Many lodges have spa facilities, and these are very popular between the safaris. However, if spa is not your thing or your lodge doesn’t offer it, or you just don’t fancy the bush walk, this is the time to just kick back and relax. 4 – 5 hours of “nothing” in the middle of the day sounds like a lot of time. However, you will be amazed how quickly it goes. Take a nap (especially after the early wake up). Sit on your deck and watch the wildlife go by. Lie by the pool and catch a few rays. Don’t forget at most lodges you will still need to find time to eat lunch, yes more food!
You will congregate again for high tea, because it has been at least two hours since you last ate! This is normally between 15:00 (3:00pm) and 16:00 (4:00pm) depending on season and lodge. Then it's time to board your vehicles once again, and head off for the afternoon safari. The first half of the safari follows along very similar lines to the morning safari. It will be conducted in daylight under the guidance of your ranger (and tracker if applicable).
There will be animals that will run from the vehicle, many others though are used to the safari vehicles. They will pay little attention to you. Often regarding you are just some other harmless inhabitant of the bush, and allow you to get incredibly close. Sometimes the animals will even be interested in you. They will come up to inspect the vehicle, and really get up close and personal. More often than not, these tend to be elephants, and this can be quite a daunting experience. When 6 tonnes of pachyderm decides to come sniffing around the vehicle it is an adrenalin rush. It’s at times like these that you realise why you must listen and follow exactly what your ranger tells you. They understand the animal’s behaviour and how best to react in any given situation.
As the sun dips low on the horizon you will stop for a break. This time, instead of tea and coffee, “sundowners” and snacks are on offer. What better way to celebrate the end of the day than with a gin and tonic, watching the sun set over the African savannah?

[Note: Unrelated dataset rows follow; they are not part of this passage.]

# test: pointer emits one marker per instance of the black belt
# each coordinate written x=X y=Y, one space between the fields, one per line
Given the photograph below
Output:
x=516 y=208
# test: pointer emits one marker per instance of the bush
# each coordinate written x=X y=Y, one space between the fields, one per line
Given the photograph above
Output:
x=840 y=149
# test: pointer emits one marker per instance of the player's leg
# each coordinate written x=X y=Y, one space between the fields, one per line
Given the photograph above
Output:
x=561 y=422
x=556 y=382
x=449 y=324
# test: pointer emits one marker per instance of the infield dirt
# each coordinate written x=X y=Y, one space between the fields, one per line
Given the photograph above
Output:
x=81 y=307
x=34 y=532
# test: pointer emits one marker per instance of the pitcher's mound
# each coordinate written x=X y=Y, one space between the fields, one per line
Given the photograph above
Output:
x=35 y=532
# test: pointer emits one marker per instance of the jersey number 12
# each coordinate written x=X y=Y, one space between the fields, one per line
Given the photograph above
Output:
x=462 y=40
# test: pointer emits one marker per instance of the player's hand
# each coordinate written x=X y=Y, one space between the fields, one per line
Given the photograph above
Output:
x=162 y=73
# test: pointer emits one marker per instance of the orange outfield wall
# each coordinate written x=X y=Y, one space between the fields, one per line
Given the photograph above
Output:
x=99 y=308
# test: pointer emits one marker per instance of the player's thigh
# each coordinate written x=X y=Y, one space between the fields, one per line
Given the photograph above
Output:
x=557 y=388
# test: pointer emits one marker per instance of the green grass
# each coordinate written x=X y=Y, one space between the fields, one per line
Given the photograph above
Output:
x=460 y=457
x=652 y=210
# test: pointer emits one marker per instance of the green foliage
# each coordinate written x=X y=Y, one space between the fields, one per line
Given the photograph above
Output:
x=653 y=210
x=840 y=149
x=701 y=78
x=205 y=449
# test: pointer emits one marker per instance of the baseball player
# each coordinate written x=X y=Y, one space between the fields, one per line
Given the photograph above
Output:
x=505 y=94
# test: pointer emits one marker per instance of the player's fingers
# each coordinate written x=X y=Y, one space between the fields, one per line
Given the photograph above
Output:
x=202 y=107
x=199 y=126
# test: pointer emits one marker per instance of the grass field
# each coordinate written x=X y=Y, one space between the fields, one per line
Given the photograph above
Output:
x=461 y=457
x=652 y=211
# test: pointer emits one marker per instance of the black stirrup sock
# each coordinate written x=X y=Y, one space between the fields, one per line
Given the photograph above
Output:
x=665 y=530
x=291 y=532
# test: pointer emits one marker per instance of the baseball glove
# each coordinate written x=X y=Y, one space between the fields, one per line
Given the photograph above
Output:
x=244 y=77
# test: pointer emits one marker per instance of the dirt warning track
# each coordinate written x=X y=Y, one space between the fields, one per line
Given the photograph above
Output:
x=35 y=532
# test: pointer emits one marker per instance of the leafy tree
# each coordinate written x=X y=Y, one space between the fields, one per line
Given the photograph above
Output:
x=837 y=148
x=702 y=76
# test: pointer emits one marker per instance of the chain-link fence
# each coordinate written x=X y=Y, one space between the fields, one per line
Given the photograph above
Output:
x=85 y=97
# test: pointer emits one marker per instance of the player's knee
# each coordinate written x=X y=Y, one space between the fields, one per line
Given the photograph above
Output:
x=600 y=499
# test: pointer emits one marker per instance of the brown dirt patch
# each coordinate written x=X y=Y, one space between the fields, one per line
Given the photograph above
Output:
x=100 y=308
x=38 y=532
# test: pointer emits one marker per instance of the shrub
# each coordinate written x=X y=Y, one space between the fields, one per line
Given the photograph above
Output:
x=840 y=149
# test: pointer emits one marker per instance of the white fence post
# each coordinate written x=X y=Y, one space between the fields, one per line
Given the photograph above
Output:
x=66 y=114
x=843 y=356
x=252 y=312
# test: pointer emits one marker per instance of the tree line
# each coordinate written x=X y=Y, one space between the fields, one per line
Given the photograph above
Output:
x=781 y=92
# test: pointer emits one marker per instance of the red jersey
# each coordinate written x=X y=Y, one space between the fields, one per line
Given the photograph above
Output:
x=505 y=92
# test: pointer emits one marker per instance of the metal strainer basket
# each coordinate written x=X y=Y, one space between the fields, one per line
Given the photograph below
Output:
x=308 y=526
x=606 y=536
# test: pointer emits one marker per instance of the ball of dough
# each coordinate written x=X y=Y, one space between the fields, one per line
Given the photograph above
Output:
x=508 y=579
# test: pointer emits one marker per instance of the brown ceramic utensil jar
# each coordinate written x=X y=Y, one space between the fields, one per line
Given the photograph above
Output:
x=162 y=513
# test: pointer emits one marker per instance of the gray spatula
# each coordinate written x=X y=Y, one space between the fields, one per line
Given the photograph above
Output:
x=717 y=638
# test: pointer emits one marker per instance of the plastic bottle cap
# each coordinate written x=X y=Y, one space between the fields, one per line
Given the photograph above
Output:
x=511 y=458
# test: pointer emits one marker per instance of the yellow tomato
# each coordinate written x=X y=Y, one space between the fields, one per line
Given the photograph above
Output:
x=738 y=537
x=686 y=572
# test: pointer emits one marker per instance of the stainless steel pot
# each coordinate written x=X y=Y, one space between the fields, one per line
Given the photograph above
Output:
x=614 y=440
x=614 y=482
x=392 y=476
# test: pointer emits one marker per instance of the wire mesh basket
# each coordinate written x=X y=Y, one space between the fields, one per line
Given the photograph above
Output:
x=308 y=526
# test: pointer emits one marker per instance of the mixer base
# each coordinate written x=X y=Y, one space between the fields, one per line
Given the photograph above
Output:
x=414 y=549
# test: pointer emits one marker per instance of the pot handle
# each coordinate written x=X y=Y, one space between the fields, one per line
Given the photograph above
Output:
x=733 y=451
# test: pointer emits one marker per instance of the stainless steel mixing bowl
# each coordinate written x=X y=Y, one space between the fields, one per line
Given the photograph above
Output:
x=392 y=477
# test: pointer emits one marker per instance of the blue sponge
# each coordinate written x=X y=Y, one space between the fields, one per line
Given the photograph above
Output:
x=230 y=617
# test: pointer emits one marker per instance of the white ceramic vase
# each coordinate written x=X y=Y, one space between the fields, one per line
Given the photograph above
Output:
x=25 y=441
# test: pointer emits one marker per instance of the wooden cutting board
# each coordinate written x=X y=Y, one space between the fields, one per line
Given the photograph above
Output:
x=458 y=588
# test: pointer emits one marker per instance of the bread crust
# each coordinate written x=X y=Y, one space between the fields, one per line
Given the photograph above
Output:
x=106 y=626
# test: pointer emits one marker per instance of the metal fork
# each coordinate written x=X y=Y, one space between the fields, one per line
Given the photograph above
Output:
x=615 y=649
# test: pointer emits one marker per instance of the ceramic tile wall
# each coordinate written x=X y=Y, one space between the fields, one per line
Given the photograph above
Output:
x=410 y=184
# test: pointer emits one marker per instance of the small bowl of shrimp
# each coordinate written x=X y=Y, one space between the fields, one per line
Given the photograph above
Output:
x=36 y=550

Darkness descends quickly in Africa, and from now on the safari continues with the aid of a powerful spotlight. Please note that your ranger/tracker will not shine the light on diurnal animals. This is because it will temporarily blind the animals or possibly even permanently damage their sight. The spotlight is used to search out the nocturnal game, from lions and leopards to bushbabies and chameleons! This is also the time of day when the lions start to move. Having spent most of the day sleeping, which can lead to some amazing action. However, it can also be a time when you see very little happen at all.
It is very important to note that many reserves and lodges around the continent do not permit night drives. In these places the safaris typically end at sunset. If you particularly want to experience a night drive, make sure that you will be staying somewhere that allows it!
In winter you will normally return to the lodge around 19:00 (7pm). Half a hour to an hour later in summer. There is normally time to freshen up in your room before returning to the main lodge area for dinner.
Most lodges try and vary the dinner venues to make each evening a little different. Most will try and get guests to have a “boma” at least once during their stay. Although bomas take various forms, the idea remains the same. Dining outside, under the stars around a roaring campfire, the quintessential African safari experience.
After dinner, relax around the fire and regale in stories of the day’s sightings before finally heading back to your room for a well earned rest, remember there will be a knock at the door very early to start all over again!